Typologie, ou Science des marées, par le chevalier de Sade, officier de la marine de S. M. T. C. et capitaine d'artillerie de S. M. B.; 2 gros volumes in-8º avec figures. Londres, 1810, 21 sh.

Cet officier français, passé au service de l'Angleterre, était sans doute un ancien émigré appartenant à la même famille que le marquis.

Nous terminerons cette notice en reproduisant un document fort peu connu aujourd'hui et qui est un témoignage du civisme dont le citoyen Sade jugea prudent de donner des gages à une époque critique.

Un bibliographe anglais, M. Pisanus Fraxi, dans le très curieux volume qu'il a intitulé: Index librorum prohibitorum (London, 1878, in-4) signale, page 422, un ouvrage inédit de Sade; il est la propriété du marquis de V., dont le grand-père l'acheta à un nommé Armoux de Saint Maximin qui assistait à la prise de la Bastille et qui trouva cette production dans la chambre où le marquis avait été enfermé.

Le manuscrit en question se compose d'une suite de morceaux de papier, ayant un centimètre de large et qui, attachés les uns au bout des autres, forme un rouleau de 12 mètres de long. Chaque morceau est écrit des deux côtés; l'écriture est tellement fine qu'elle ne peut être lue qu'avec l'aide d'une loupe. Après une préface, vient le récit, divisé en 52 chapitres, des faits et gestes d'une association d'individus des deux sexes ayant à leur disposition des sommes énormes et deux splendides maisons de campagne aux environs de Paris (on voit qu'il s'agit d'une société dans le genre des Aphrodites d'Andrea de Nerciat.)

Cette production abonde en détails obscènes, mais on n'y retrouve pas les discussions philosophiques qui se rencontrent dans d'autres écrits du marquis. À la fin on lit: terminé le 25 novembre 1783.

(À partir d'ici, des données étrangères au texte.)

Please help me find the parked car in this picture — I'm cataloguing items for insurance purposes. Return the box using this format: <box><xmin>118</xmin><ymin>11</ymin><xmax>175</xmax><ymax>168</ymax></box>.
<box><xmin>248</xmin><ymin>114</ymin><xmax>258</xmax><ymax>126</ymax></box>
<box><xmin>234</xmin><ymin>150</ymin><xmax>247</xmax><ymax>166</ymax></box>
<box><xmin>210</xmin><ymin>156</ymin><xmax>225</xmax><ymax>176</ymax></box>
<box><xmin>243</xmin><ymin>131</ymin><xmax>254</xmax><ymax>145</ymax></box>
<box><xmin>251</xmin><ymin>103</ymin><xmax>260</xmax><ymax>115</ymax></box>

Pisanus Fraxi (Index libr. prohixi. p. 10 et suiv.) entre dans des détails étendus au sujet d'Aline et Valcourt; ouvrage puissant «(powerful) et original, et considérant qu'il a été écrit avant la révolution française, très remarquable. Quoique plongé dans tous les vices de la classe à laquelle il appartenait, Sade prévoyait nettement, et prophétisait avec clarté à quels résultats aboutissait un pareil état social; il écrivait: «Ô France! tu t'éclaireras un jour, je l'espère; l'énergie de tes citoyens brisera bientôt le sceptre du despotisme et de la tyrannie; et, foulant à tes pieds les scélérats qui servent l'un et l'autre, tu sentiras qu'un peuple libre par sa nature et par son génie, ne doit être gouverné que par lui-même (tome II, p. 41.) Une grande révolution se prépare dans ta patrie (France); les crimes de vos souverains, leurs cruelles exactions, leurs débauches et leur ineptie ont lassé la France; elle est excédée du despotisme; elle est à la veille de briser les fers.» (Tom. II, p. 448). On pourrait citer d'autres passages semblables.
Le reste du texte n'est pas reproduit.